A diversity of thought, perspective and culture is important in any field.

—Sarah Friar, chief financial officer at Square

Machine learning is shifting from being a tailor-made service of custom-crafted models into an era of productization. The new class of products and services coming out of this shift allows a diverse set of people to train their own models with their own data without the help of machine learning researchers. The tools are changing from being available only to large corporations that can afford it into the hands of smaller businesses that may be struggling to compete. As the reliance on specialists decreases for many use cases, it will become commonplace to see businesses of all sizes relying on artificial intelligence to improve some aspect of their daily operations. While the long-term impacts of this change have yet to be proven, the rise of AI automation tools has stirred all kinds of debate, especially around economics and jobs.

In terms of democratization, we still have a long way to go. However, we are making strides in increasing the accessibility of AI. This year may mark a milestone in the machine learning ecosystem. In January 2018, Gartner predicted that by 2019, organizations using self-service analytics and business intelligence tools would output more analytics than professional analysts. While this statistic encompasses a wider breadth of technologies, AI plays a major role. The topic of the democratization of AI could not be more of the moment.

Software accessibility isn’t the only driving force behind this shift. Access to data, the commoditization of specialized hardware, and an up-cropping of platforms to run that hardware are also playing their part.

Lowering the Barrier to Entry

It might not be obvious to professionals working outside the tech industry, but until recently, even experienced software developers might have had a difficult time implementing machine learning techniques. They might not have the background in mathematics or the domain knowledge to get machine learning models up and running. They also simply might not have had a reason to do it.

The progress that has been made in this field in the last five years has changed this dramatically. Every year, new tools are being introduced by the open source community, some of them with wide adoption. Products that are entering the market, especially cloud services, have also made it easier to train and run models.

Simplified Interfaces

As described in Chapter 7, there is a rise of increasingly powerful graphical interfaces for hosting data, training, and running models.
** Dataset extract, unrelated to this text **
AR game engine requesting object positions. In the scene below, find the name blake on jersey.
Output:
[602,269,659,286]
With these GUIs, more can be done than ever before without writing code.

In terms of ease of use for the end user, solutions built for enterprise are built to have a more user-friendly GUI and automation in the back end, with the goal to increase the speed of execution. These platforms are built to make it easy for key stakeholders to understand and for scientists to implement.

One example of this is DataRobot , which offers enterprise products for running machine learning models. It’s likely if you’re using DataRobot that you have a data science team that can run and interpret experiments on the platform.
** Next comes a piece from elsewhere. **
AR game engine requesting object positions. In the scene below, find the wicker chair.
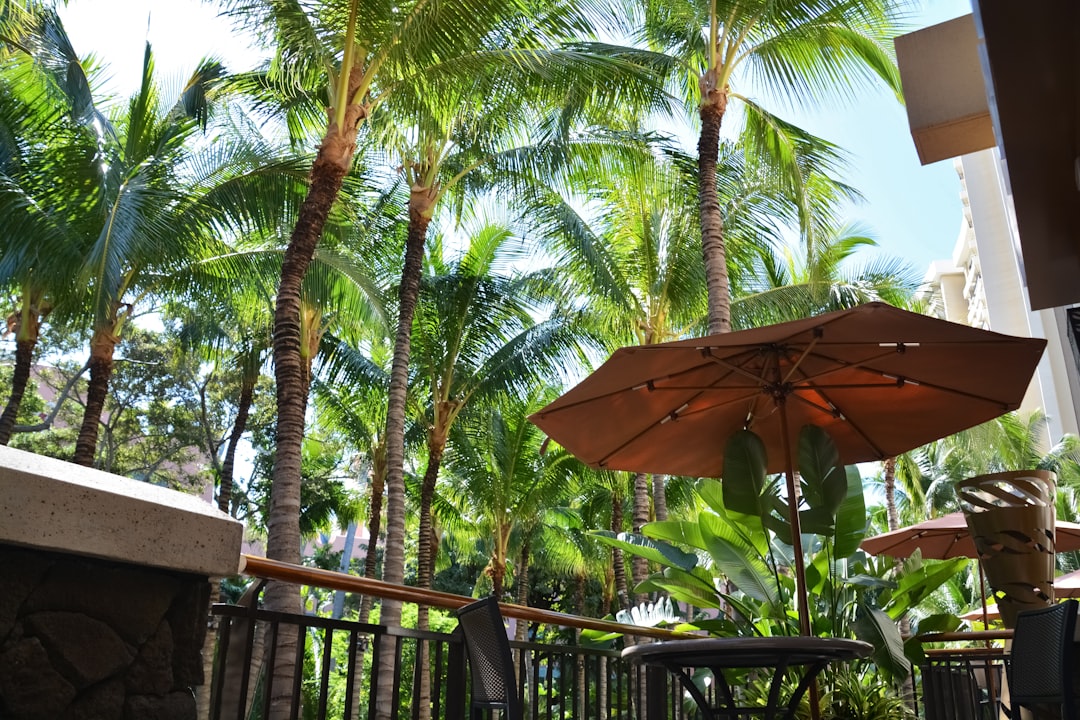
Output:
[457,597,522,720]
[1008,600,1080,720]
The goal of these platforms is to be able to do more faster, with little to no coding. It’s not that these platforms make it easy for anyone at all to start using, but that for those who know the core concepts and how to use them, enterprise tools like DataRobot can provide powerful self-service automation.

Developer Tools

There are also tools accessible for developers looking to start implementing machine learning in the products they’re working on.
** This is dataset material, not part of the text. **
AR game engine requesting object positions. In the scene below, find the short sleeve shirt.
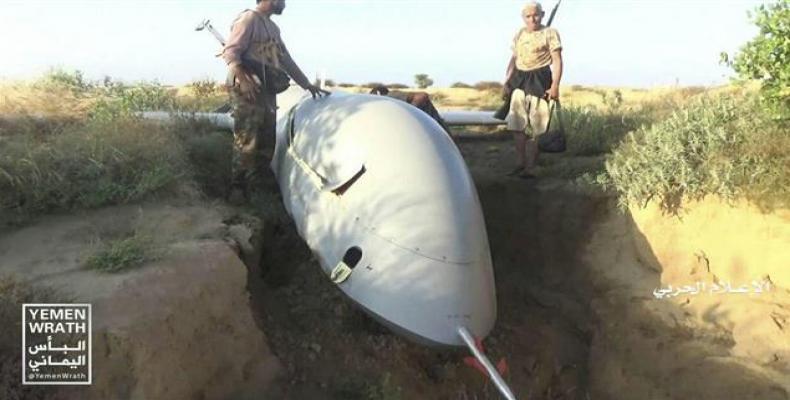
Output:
[512,28,562,71]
Google’s Machine Learning Kit (ML Kit) makes commonly used machine learning techniques available and production ready for developer use. They provide easy access to get started with these tools through their mobile and web app hosting service, Firebase.

ML Kit works with Google’s TensorFlow Lite. TensorFlow is an open source software library for machine learning problems. It’s meant to be able to run on everyday computers rather than just specialized machines. It also gives researchers a jump start at implementing neural networks. TensorFlow Lite is a version of this that is optimized for even lighter computation commonly required to run on mobile devices.

Access to Data

In March 2017, Google announced its acquisition of Kaggle, a data science platform mentioned in Chapter 7. Kaggle contains one of the largest repositories of datasets; an invaluable tool for learning and practicing machine learning. Before the acquisition, Google started releasing large labeled datasets to the platform, like a labeled set of YouTube videos. Access to this kind of resource was something that only large companies had before. Giving more people access to high-quality real-world data accelerates the rate of growth in the industry. For Google, this is a win, because when people can have better resources to learn from, they gain access to a larger pool of talent and help grow the market for their own services.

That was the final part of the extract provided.